It would be interesting to see its MMU details.
On Aug 30, 2019, at 7:46 PM, Clem cole
<clemc(a)ccc.com> wrote:
There was most definitely a TLB or as Dave called it ‘The TB’ ***
Remember Dave Cane (Masscomp hw lead) was part of the 780, led the 750 and designed the
BI before he left dec. He was a bus and memory specialist
*** west coast VS east coast training - calling it a TB vs a TLB.
Sent from my PDP-7 Running UNIX V0 expect things to be almost but not quite.
> On Aug 30, 2019, at 9:13 PM, Bakul Shah <bakul(a)bitblocks.com> wrote:
>
>> On Fri, 30 Aug 2019 20:58:13 -0400 Clem Cole <clemc(a)ccc.com> wrote:
>>
>> Actually not in lock step. They were independent. One was called the
>> executor and the other the fixer. When a fault was detected the executor
>> was sent wait stated while the fixer handled the fault and refilled the
>> TLB. Once the TLB was set to instruction was allowed to complete. Btw
>> when the 68010 was released the pals on the board were changed to allow the
>> executor to actually take the fault and do something else while the fixer
>> replaced the TLB entry
>
> As I remember, the issue with 68000 was that instructions were
> not restartable so in case of accessing memory that didn't
> exist, you couldn't take a segfault and do anything useful.

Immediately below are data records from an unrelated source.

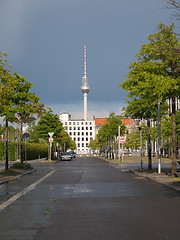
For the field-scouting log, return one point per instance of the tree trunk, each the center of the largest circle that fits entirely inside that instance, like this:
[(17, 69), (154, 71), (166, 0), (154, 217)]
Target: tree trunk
[(21, 141), (174, 163), (149, 145), (6, 147)]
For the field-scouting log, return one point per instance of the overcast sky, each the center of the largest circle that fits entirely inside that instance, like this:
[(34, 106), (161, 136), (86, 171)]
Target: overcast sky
[(44, 40)]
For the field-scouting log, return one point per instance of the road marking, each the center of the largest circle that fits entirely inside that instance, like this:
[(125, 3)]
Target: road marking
[(24, 191)]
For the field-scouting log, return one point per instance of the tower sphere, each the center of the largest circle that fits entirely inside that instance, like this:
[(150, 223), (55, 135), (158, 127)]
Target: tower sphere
[(85, 87)]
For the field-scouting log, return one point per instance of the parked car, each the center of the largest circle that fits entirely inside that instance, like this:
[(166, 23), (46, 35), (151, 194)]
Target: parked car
[(66, 156), (73, 154)]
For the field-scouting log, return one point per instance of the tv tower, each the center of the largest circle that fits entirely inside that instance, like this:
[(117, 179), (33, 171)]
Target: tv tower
[(85, 87)]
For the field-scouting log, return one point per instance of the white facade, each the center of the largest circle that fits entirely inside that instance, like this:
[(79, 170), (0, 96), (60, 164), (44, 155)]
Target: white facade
[(80, 131)]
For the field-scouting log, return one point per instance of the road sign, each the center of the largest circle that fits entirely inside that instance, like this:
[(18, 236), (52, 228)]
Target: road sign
[(51, 134), (122, 140), (26, 136)]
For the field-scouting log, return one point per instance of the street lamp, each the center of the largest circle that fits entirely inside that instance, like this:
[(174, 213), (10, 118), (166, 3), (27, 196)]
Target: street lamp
[(159, 138), (140, 130), (119, 129)]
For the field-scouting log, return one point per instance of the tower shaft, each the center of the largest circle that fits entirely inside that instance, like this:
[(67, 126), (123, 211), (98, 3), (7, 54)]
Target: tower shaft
[(85, 87), (85, 106)]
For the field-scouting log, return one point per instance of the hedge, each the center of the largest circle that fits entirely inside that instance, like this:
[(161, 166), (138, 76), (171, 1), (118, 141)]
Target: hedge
[(11, 151), (34, 151)]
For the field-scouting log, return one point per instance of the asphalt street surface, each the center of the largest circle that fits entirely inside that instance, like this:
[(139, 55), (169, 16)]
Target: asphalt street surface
[(88, 199)]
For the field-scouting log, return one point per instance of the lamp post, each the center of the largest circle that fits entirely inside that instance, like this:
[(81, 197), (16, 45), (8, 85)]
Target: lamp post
[(140, 130), (119, 129), (159, 138)]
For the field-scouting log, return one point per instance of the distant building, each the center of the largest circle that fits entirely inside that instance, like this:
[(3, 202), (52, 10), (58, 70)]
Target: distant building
[(80, 131)]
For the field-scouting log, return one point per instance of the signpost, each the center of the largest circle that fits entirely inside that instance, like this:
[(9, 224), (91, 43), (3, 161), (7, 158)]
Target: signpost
[(122, 140), (50, 142), (25, 137)]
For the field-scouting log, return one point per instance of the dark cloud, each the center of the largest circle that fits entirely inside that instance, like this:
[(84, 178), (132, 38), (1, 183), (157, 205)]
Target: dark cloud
[(48, 37)]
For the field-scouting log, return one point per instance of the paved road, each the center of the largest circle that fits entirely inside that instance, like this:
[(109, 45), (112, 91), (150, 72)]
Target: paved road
[(88, 199)]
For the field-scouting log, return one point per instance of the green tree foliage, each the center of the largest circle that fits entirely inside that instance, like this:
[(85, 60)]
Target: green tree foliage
[(155, 75), (15, 98), (110, 129)]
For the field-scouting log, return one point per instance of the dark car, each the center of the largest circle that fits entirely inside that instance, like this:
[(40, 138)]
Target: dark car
[(66, 156)]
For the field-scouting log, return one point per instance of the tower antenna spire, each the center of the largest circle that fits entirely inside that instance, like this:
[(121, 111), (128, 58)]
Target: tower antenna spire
[(84, 60), (85, 87)]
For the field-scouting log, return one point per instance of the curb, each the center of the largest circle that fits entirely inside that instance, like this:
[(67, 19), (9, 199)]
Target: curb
[(156, 180), (17, 177)]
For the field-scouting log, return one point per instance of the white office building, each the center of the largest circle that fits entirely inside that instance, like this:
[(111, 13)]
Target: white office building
[(81, 131)]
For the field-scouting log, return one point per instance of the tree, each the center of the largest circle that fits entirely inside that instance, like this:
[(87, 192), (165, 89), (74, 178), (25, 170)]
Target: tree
[(155, 75), (175, 5)]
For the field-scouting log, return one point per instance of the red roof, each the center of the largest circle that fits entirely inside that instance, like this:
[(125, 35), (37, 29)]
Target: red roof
[(102, 121)]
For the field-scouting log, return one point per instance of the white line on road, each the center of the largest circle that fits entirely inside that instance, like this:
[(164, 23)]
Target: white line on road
[(24, 191)]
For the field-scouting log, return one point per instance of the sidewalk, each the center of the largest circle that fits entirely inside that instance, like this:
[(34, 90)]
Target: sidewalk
[(162, 178), (22, 172)]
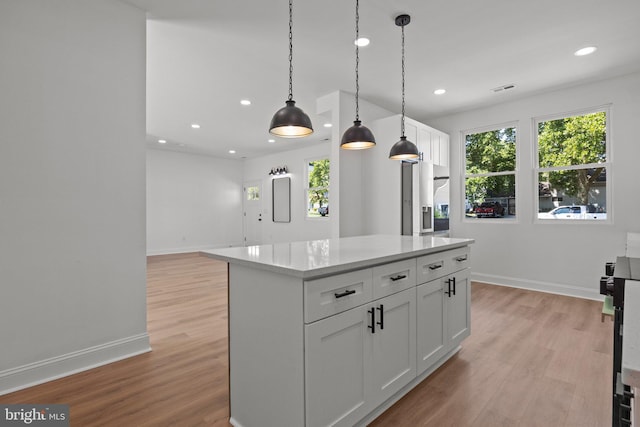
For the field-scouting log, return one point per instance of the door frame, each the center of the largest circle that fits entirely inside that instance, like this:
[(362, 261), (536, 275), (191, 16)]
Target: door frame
[(245, 208)]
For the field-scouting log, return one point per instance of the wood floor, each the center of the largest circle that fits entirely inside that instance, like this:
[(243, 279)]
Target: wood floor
[(532, 359)]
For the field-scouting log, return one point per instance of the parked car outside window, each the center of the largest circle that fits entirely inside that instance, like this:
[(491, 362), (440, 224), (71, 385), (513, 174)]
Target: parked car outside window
[(489, 209)]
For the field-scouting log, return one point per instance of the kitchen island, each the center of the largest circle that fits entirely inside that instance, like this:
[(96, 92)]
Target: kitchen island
[(333, 332)]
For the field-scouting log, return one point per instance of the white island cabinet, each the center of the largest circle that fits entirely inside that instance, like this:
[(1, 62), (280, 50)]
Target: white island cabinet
[(333, 332)]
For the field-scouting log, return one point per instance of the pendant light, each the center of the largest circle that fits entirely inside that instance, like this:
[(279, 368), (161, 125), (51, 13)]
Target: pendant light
[(357, 137), (403, 149), (290, 121)]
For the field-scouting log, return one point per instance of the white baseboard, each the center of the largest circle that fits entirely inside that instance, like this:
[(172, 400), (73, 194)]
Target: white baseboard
[(15, 379), (169, 251), (552, 288)]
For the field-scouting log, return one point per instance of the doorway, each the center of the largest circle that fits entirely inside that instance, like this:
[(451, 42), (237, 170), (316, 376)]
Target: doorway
[(252, 213)]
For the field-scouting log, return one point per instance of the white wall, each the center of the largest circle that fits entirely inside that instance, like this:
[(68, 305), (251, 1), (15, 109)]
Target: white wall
[(561, 258), (349, 170), (300, 227), (72, 187), (194, 202)]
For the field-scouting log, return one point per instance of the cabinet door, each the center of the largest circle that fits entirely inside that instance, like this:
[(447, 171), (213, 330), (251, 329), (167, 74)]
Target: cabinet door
[(394, 344), (444, 150), (431, 326), (435, 148), (459, 309), (424, 144), (338, 363)]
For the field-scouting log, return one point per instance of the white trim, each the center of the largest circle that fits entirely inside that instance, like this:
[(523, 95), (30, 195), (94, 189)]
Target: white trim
[(189, 249), (608, 165), (534, 285), (515, 124), (71, 363)]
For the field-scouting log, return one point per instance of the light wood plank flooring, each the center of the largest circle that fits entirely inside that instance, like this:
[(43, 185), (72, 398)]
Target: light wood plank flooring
[(533, 359)]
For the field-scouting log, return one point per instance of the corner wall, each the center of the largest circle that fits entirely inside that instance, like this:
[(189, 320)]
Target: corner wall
[(194, 202), (72, 188), (560, 258), (300, 227)]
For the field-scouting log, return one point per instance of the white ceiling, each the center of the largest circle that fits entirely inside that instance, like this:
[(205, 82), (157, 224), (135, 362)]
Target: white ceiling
[(204, 56)]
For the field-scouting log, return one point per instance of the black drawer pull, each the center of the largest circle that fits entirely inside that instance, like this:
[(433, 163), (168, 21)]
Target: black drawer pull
[(381, 322), (372, 312), (345, 293)]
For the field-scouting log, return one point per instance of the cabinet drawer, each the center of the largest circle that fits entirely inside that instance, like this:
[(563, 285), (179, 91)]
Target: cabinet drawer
[(431, 267), (393, 277), (458, 259), (440, 264), (335, 294)]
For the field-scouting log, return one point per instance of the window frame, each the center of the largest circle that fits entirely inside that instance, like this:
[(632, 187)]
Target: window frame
[(306, 189), (537, 170), (482, 129)]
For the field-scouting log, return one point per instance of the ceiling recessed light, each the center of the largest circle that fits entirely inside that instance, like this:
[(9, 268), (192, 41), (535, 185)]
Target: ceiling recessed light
[(585, 51)]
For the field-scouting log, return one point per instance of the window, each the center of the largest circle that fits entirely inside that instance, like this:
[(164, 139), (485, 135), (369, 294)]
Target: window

> This is why you needed a second processor to deal with an
> external MMU. There would have been no TLB unless you actually
> added an external TLB -- but an external CAM would've been
> very expensive. May be a direct map?
>
> What we did at Fortune was to utilize a 4 entry external map:
> text, data, extra and stack. When a new function was invoked
> it would do a 'probe'. If the probe caused a segfault, stack
> was extended in the handler. The probe didn't have to be
> restartable. So we didn't need a second 68k. This logic may
> have been in the V7 port we started from.